ID #171 Validation of Ultrarapid Classification of Pediatric CNS Tumors Using Nanopore Sequencing

Derek Wong, Juan Santana, Zirui Zhou, Ariel Long, Munashe Holloman, Matthew Lueder, Monica Pomaville, Stephen Master, Angela Viaene, Theodore Laetsch, Adam Resnick, Feng Xu, Mariarita Santi, Peter Madsen, Phillip Storm, Marilyn Li

Abstract

Introduction

Intraoperative diagnosis of CNS tumors, which currently relies on frozen sections, is essential for surgical decision-making. However, its ability to provide a specific diagnosis is limited. Recent studies have shown that Nanopore sequencing can provide ultrarapid molecular classifications with the potential to inform intraoperative decision-making.

Methods

A total of 46 pediatric CNS tumors were sequenced using Nanopore rapid sequencing chemistry and analyzed with two published classifiers (Sturgeon/MethyLYZER). Results were compared with the histopathologic and molecularly informed integrated diagnosis and with DNA methylation-based classification (Illumina EPIC array).

Results

Using Nanopore sequencing, 43/46 cases achieved confident classification (score >0.8), while three cases were inconclusive, yielding concordance rates of 97.7% (42/43) with the integrated diagnosis, and 95.1% (39/41) with array-based classifications. Of the three (3/46) inconclusive cases, all three failed both Nanopore and array-based classifications: due to low tumor content (2/3) or the tumor subtype was not represented in the classifiers (1/3) suggesting these cases are not suitable for methylation classification. In one case, the methylation array failed to classify the tumor, whereas Sturgeon correctly classified it as a SEGA. Eight discordant classifications, often within the same tumor family, were observed between Sturgeon and MethyLYZER; Sturgeon was consistent with the integrated diagnosis in four cases, MethyLYZR in three, and neither was correct in one. The median time to Nanopore-based classification was 8 minutes, with a median of 1,354 CpGs required for classification.
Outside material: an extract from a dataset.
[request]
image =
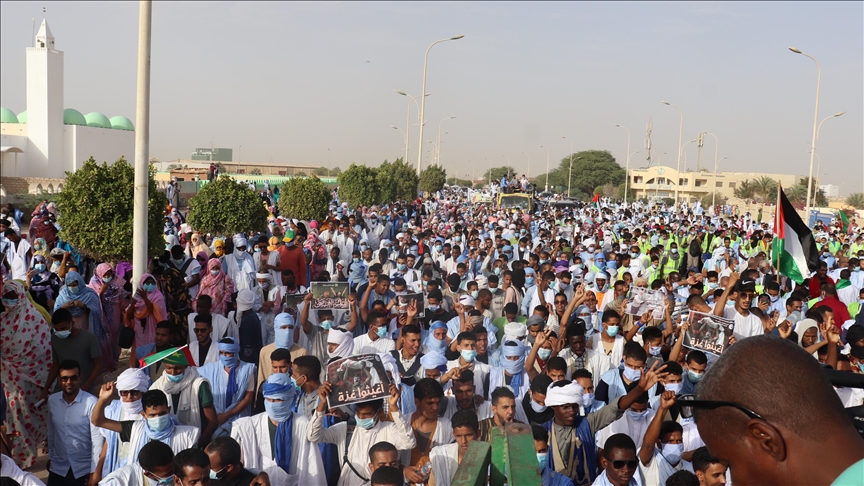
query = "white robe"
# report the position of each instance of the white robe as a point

Genome-wide CNV profiles were concordant with clinically reported CNVs in all evaluated cases (20/20).

Conclusions

Our study demonstrates that Nanopore sequencing provides ultrarapid CNS tumor classification with greater than 95% concordance with the integrated diagnosis. This technology presents an ideal platform for intraoperative molecular classification of pediatric CNS tumors. Additional prospective studies are needed to optimize the workflow and to assess the clinical utility of ultrarapid intraoperative sequencing.